SHARED ABSENCE, A DIALOGUE ON MEMORY

By Matías Helbig | July 31, 2019

Within the framework of the twenty-fifth anniversary of one of the greatest terrorist tragedies that stalked Buenos Aires ―the attack to the Argentine Israeli Mutual Association (AMIA)―, Rolf Art gallery exhibits a collective exhibition focused on memory. Eleven artists, all of them Latin American, approach from different languages ​​the absence that the crimes of Latin American history mean. Moving representations to its limits, Falta Compartida (Shared Absence) proposes to restructure and redesign the stories that build individual and collective memory from poetic and creative gesture.

"La Ausencia", 2001-2002, Santiago Porter.

Seen from outside, the gallery is a kind of mnemonic collage. A piece of black marble is located on the floor of the gallery, as if the river had dragged it there. Memory is a sediment, a remainder of something that permeates something else. Discovered by Marcelo Brodsky, the block belonged to the facade of the AMIA and had been towed to the river, among many other rubble, to fill the Park of Memory.

To the rear of the gallery, La Causa (The Case), by the Chilean artist Voluspa Jarpa, is a false file compilation in relation to the attack. The documents, made in the original format of the investigation files, form an incomprehensible information network with typefaces that are sometimes made more or less visible de data. Empty spaces, as if pages were missing, and handmade Hebrew annotations are the allusion Jarpa makes to the concealment and indifference of justice and government departments towards victims, history and, above all, the construction of memory.

In relation to the AMIA attack, La Ausencia (The Absence), by Santiago Porter, is also exhibited. A photographic project that borders the documentary, probably the most impressive oeuvre of the exhibition: a series of photographic triptychs composed of portraits the victim’s relatives, an object of the victims ―mostly one who wore the day of the explosion― and an austere description of the link between all of them. Thus, Rolf's walls read: "He was wearing this watch that is still working today," "This cup, which belonged to his grandmother, was his most precious object" or "This was Silvana's camera." Comments that name those things that remind those who are missing, that make forgetting impossible, but which are also objects of memory in themselves, catalytic elements of time. Grandma's porcelain, the photographic device, the minute hand of the clock.

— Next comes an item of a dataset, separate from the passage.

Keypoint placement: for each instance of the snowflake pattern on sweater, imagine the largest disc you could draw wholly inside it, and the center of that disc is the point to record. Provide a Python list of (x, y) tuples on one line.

However, Falta compartida also includes dialogues with memory from other places. That is the case, for example, of An oscillating shadow, by Celeste Rojas Mugica (Chile, 1987). Through a slide show, the artist reconstructs the photographs her father took during the Chilean dictatorship and his exile to Ecuador. In a game of opposites ―concealment and demonstration, dictatorship and revolution, homeland and exile, etc.― Rojas Mugica makes an appropriation of the story that her father recorded and turns it into another, resignifies it. All this accompanied by the rattle of the device, which not only becomes a metaphor for her artwork, but for the entire exhibition, marking a circular tempo in which the slides are repeated, the time is repeated.

The works of Graciela Sacco, Silvia Rivas, RES, Cristina Piffer, Juan Travnik, Ezequiel Verona and Oscar Muñoz are also part of the exhibition. As a compendium on memory, Falta compartida, curated by Florencia Giordana Braun ―founder and director of the gallery―, Camila Knowles ―gallery codirector― and Julieta Tarraubella ―Rolf's artistic director―, is a dialogue between artists seeking to disarm hegemonic tales of history and rebuild them through visual, experiential and corporal experiences.

        

   

Falta compartida (Shared Absence) is exhibited at Rolf Art (Esmeralda 1353, City of Buenos Aires, Argentina) from Monday to Friday, from 11:00 a.m. to 8:00 p.m., until September 22. The exhibition was planned by Rolf Art gallery with the collaboration of the French gallery Mor Charpentier.